Amazon highlighted that Slack had committed to spending $250 million on AWS over the next few years and the communications app joins a long list of government and corporate entities that are using AWS computing and storage services. Lyft also notified us in the quarter, via its prospectus before going public, that it expects to spend $300 million on AWS over just three years. Social media app Pinterest trumped them both – the visual communication platform will be spending at least $750 million with Amazon’s cloud unit over the next 6 years.
All is not well on the cloud front, however. Last week, Microsoft reported earnings and its own cloud business, Azure, posted a striking 64 percent growth which shows that AWS is slowing down as its competitors are beginning to speed up. Of course, there’s much more to these numbers – Amazon is the leader in the segment and its top-line growth must come from expanding the total addressable market more so than stealing work from Microsoft and others.
Amazon online business takes a hit to profitability as it invests in one-day shipping
CEO Jeff Bezos pointed to one-day delivery as a quarterly highlight. “We’ve received a lot of positive feedback and seen accelerating sales growth,” he said. “Free one-day delivery is now available to Prime members on more than ten million items, and we’re just getting started.” That positive feedback came at a rather steep cost, as the company estimated that it spent $800 million in the quarter deploying one-day delivery service on more than 10,000,000 items, all free for Amazon Prime shoppers.
Take a look at the above graph, “North America” which is what Amazon calls its U.S.-based Amazon.com core business, and you will see that Q2 2019 saw a steep decline in income despite a 20 percent increase for the quarter as compared to a year ago. Amazon is probably feeling some pressure as Walmart (who hired the guy that architected Amazon’s two-day prime service) and others like Target are beginning to offer 2-day delivery for no annual fee. Amazon understands that it needs to differentiate from these services or it will risk losing subscribers over.

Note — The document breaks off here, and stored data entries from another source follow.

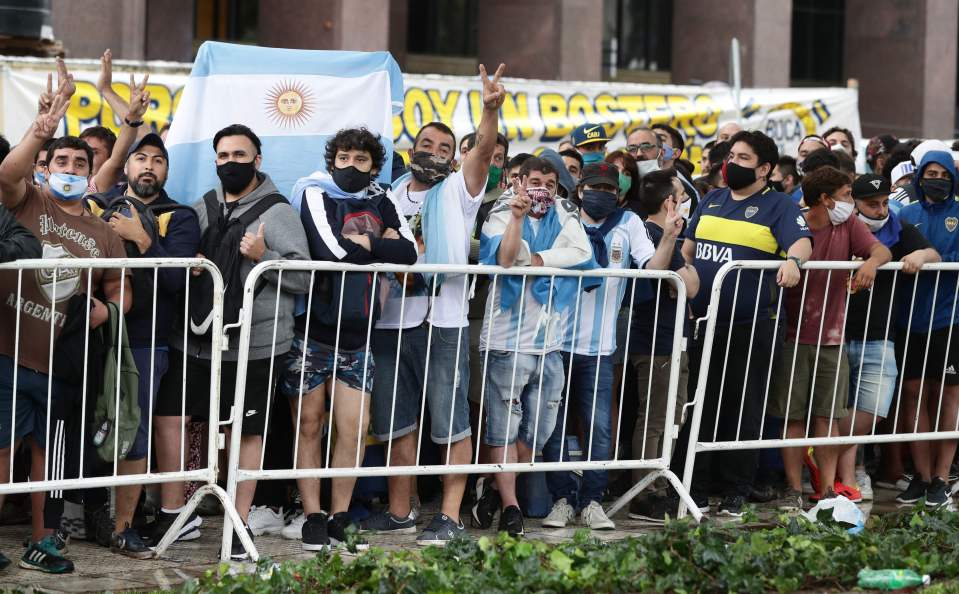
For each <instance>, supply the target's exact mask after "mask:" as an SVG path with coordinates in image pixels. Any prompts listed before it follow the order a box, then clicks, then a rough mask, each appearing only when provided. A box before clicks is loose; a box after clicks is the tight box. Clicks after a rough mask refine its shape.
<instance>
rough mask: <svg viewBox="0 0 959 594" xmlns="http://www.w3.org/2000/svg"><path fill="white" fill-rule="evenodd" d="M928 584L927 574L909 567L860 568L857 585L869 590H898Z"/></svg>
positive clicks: (913, 587)
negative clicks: (884, 567) (921, 574)
mask: <svg viewBox="0 0 959 594" xmlns="http://www.w3.org/2000/svg"><path fill="white" fill-rule="evenodd" d="M927 585H929V576H928V575H919V574H918V573H916V572H915V571H912V570H911V569H879V570H875V569H862V570H860V571H859V587H860V588H868V589H871V590H900V589H902V588H915V587H917V586H927Z"/></svg>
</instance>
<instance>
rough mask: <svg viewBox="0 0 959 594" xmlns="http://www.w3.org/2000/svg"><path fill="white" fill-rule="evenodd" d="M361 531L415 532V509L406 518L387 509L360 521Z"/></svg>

Overall Amazon is looking good. One-day shipping, once fleshed out will cease costing hundreds of millions of dollars, and the main thing to look at here is the total revenue: $63.4 billion which beat expectations by a billion. Amazon has always been about growth and its continuing to show solid numbers in both its online store and the all-important AWS segment. Its a master of reigning in costs when it needs to, and as pointed out on the earnings call, it generated $16 billion in free cash flows this quarter alone after accounting for capital and lease financing charges.